Re: Throwing Constructor Exceptions and cleaning up

From:
"Larry K. Wollensham" <lkw4096@gmail.com>
Newsgroups:
comp.lang.java.programmer
Date:
Tue, 14 Apr 2009 02:41:15 -0400
Message-ID:
<gs1b6b$13a$1@aioe.org>
Arne Vajh?j wrote:

Richard Maher wrote:

For me, the important bits were: - finalize() is really just
belt-and-braces
and not a destructor, everything is GC'ed at process exit,


Note that finalizers will not necessarily be run at JVM exit.

It will only be guaranteed if System runFinalizersOnExit is called.

And that method is deprecated in every sense of the word.

 > and you gotta

clean-up after yourself, there's no magic-wand or guaranteed
rundown-handler.


Yep.

Try catch finally and do the right thing.

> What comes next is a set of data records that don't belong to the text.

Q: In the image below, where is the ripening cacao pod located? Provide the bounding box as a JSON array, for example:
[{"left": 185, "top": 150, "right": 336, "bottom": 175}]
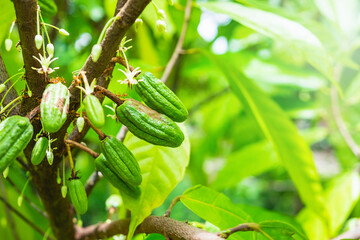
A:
[
  {"left": 135, "top": 72, "right": 188, "bottom": 122},
  {"left": 0, "top": 116, "right": 33, "bottom": 172},
  {"left": 116, "top": 99, "right": 184, "bottom": 147},
  {"left": 40, "top": 82, "right": 69, "bottom": 133},
  {"left": 100, "top": 136, "right": 142, "bottom": 186},
  {"left": 69, "top": 179, "right": 88, "bottom": 214},
  {"left": 31, "top": 137, "right": 49, "bottom": 165},
  {"left": 95, "top": 154, "right": 140, "bottom": 198},
  {"left": 83, "top": 94, "right": 105, "bottom": 128}
]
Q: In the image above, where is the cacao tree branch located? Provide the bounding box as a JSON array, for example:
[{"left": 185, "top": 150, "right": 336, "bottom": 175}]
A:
[
  {"left": 75, "top": 216, "right": 224, "bottom": 240},
  {"left": 217, "top": 223, "right": 259, "bottom": 238},
  {"left": 6, "top": 176, "right": 48, "bottom": 218},
  {"left": 95, "top": 85, "right": 124, "bottom": 106},
  {"left": 0, "top": 196, "right": 52, "bottom": 240},
  {"left": 65, "top": 139, "right": 99, "bottom": 158},
  {"left": 161, "top": 0, "right": 192, "bottom": 82},
  {"left": 13, "top": 0, "right": 75, "bottom": 240}
]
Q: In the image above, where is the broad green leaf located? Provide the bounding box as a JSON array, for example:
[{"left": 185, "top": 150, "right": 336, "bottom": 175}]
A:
[
  {"left": 239, "top": 204, "right": 307, "bottom": 239},
  {"left": 297, "top": 171, "right": 360, "bottom": 240},
  {"left": 211, "top": 56, "right": 328, "bottom": 225},
  {"left": 180, "top": 185, "right": 252, "bottom": 239},
  {"left": 123, "top": 126, "right": 190, "bottom": 239},
  {"left": 212, "top": 141, "right": 278, "bottom": 189},
  {"left": 197, "top": 2, "right": 334, "bottom": 87},
  {"left": 259, "top": 220, "right": 308, "bottom": 240},
  {"left": 0, "top": 0, "right": 15, "bottom": 43}
]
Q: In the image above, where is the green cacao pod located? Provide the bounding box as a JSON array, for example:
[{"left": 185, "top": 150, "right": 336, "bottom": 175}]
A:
[
  {"left": 116, "top": 99, "right": 184, "bottom": 147},
  {"left": 83, "top": 95, "right": 105, "bottom": 128},
  {"left": 69, "top": 179, "right": 88, "bottom": 214},
  {"left": 31, "top": 137, "right": 49, "bottom": 165},
  {"left": 95, "top": 154, "right": 140, "bottom": 198},
  {"left": 100, "top": 136, "right": 142, "bottom": 186},
  {"left": 0, "top": 116, "right": 33, "bottom": 172},
  {"left": 135, "top": 72, "right": 188, "bottom": 122},
  {"left": 40, "top": 82, "right": 69, "bottom": 133}
]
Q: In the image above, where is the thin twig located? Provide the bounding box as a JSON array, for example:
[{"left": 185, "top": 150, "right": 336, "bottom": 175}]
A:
[
  {"left": 85, "top": 170, "right": 102, "bottom": 196},
  {"left": 0, "top": 196, "right": 52, "bottom": 240},
  {"left": 84, "top": 116, "right": 106, "bottom": 140},
  {"left": 16, "top": 157, "right": 29, "bottom": 171},
  {"left": 164, "top": 196, "right": 181, "bottom": 217},
  {"left": 331, "top": 64, "right": 360, "bottom": 158},
  {"left": 6, "top": 176, "right": 48, "bottom": 218},
  {"left": 26, "top": 105, "right": 40, "bottom": 121},
  {"left": 65, "top": 139, "right": 99, "bottom": 158},
  {"left": 95, "top": 85, "right": 124, "bottom": 105},
  {"left": 116, "top": 125, "right": 128, "bottom": 142},
  {"left": 0, "top": 181, "right": 19, "bottom": 240},
  {"left": 161, "top": 0, "right": 192, "bottom": 82}
]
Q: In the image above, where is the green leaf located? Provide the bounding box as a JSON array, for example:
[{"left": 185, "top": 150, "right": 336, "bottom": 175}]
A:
[
  {"left": 297, "top": 171, "right": 360, "bottom": 240},
  {"left": 0, "top": 0, "right": 15, "bottom": 44},
  {"left": 210, "top": 56, "right": 328, "bottom": 225},
  {"left": 314, "top": 0, "right": 359, "bottom": 39},
  {"left": 212, "top": 141, "right": 278, "bottom": 189},
  {"left": 123, "top": 125, "right": 190, "bottom": 239},
  {"left": 38, "top": 0, "right": 57, "bottom": 17},
  {"left": 197, "top": 2, "right": 338, "bottom": 91},
  {"left": 180, "top": 185, "right": 251, "bottom": 230},
  {"left": 259, "top": 220, "right": 308, "bottom": 240}
]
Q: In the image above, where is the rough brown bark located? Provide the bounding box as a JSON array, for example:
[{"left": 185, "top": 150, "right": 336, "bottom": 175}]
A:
[{"left": 75, "top": 216, "right": 224, "bottom": 240}]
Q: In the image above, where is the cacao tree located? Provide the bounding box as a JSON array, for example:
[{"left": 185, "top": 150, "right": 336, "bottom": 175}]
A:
[{"left": 0, "top": 0, "right": 360, "bottom": 240}]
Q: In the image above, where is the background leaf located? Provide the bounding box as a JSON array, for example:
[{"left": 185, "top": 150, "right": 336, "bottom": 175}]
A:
[
  {"left": 208, "top": 53, "right": 328, "bottom": 224},
  {"left": 123, "top": 126, "right": 190, "bottom": 239},
  {"left": 297, "top": 171, "right": 360, "bottom": 240},
  {"left": 198, "top": 2, "right": 332, "bottom": 80}
]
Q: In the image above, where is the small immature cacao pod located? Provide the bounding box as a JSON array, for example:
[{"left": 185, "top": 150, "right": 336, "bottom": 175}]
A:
[
  {"left": 69, "top": 179, "right": 88, "bottom": 214},
  {"left": 95, "top": 154, "right": 140, "bottom": 198},
  {"left": 135, "top": 72, "right": 188, "bottom": 122},
  {"left": 100, "top": 136, "right": 142, "bottom": 186},
  {"left": 40, "top": 82, "right": 69, "bottom": 133},
  {"left": 0, "top": 116, "right": 33, "bottom": 172},
  {"left": 116, "top": 99, "right": 184, "bottom": 147},
  {"left": 76, "top": 117, "right": 85, "bottom": 132},
  {"left": 83, "top": 95, "right": 105, "bottom": 128},
  {"left": 31, "top": 137, "right": 49, "bottom": 165}
]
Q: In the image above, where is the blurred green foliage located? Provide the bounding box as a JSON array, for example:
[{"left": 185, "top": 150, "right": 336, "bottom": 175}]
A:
[{"left": 0, "top": 0, "right": 360, "bottom": 240}]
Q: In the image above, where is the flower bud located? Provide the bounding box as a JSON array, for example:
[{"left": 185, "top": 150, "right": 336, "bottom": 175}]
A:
[
  {"left": 157, "top": 9, "right": 166, "bottom": 20},
  {"left": 0, "top": 83, "right": 5, "bottom": 93},
  {"left": 135, "top": 18, "right": 143, "bottom": 31},
  {"left": 35, "top": 35, "right": 43, "bottom": 49},
  {"left": 91, "top": 44, "right": 102, "bottom": 62},
  {"left": 3, "top": 166, "right": 10, "bottom": 178},
  {"left": 59, "top": 28, "right": 70, "bottom": 36},
  {"left": 76, "top": 117, "right": 85, "bottom": 132},
  {"left": 155, "top": 20, "right": 166, "bottom": 33},
  {"left": 18, "top": 195, "right": 24, "bottom": 207},
  {"left": 46, "top": 150, "right": 54, "bottom": 165},
  {"left": 5, "top": 38, "right": 12, "bottom": 52},
  {"left": 61, "top": 185, "right": 67, "bottom": 198},
  {"left": 46, "top": 43, "right": 54, "bottom": 55}
]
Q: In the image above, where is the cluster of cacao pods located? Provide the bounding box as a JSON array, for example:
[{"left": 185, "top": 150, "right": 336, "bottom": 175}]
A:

Remember that finally executes on any exit from the try block, including
success (fall out or return from inside it, or break or continue from
inside it to outside it).

Something like this will work:

public class MyClass {
     private final InputStream wrapped;

     public MyClass (int arg1) throws IOException {
         if (arg1 < 0) throw new IllegalArgumentException();
         boolean success = false;
         InputStream w = null;
         try {
             w = new FileInputStream(getFile(arg1));
             someSetupStuffThatMayThrow();
             wrapped = w;
             success = true;
         } finally {
             if (w != null && !success) w.close();
         }
     }

     private static File getFile (int arg1) { ... }
     private static void someSetupStuffThatMayThrow ()
         throws IOException { ... }
}

The finally block cleans up by closing the InputStream only if a success
flag wasn't put up at the end of the try body (and only if the stream
itself was opened successfully).

If the input stream can b0rk and the object (or at least the stream) is
useless once this has occurred, every method that uses the stream may
wish to catch IOException, close the stream, and rethrow. The object
might wish to make all future operations (at least involving the stream)
fail fast with a non-checked exception after this; simply setting the
stream to null works (if it's not final; it is in the example above).

The constructor however has to deal with the possibility of any
exception at all, not just ones that invalidate the stream, because
unhandlable ones will invalidate the whole object. This includes OOME or
other Errors. Hence the need for a finally block that cleans up under
every circumstance other than a clear success. Maximum safety occurs if
putting the success flag up is the last thing done before the try body
exits, and nothing is done after the try body (and the finally body)
except to fall out of the constructor.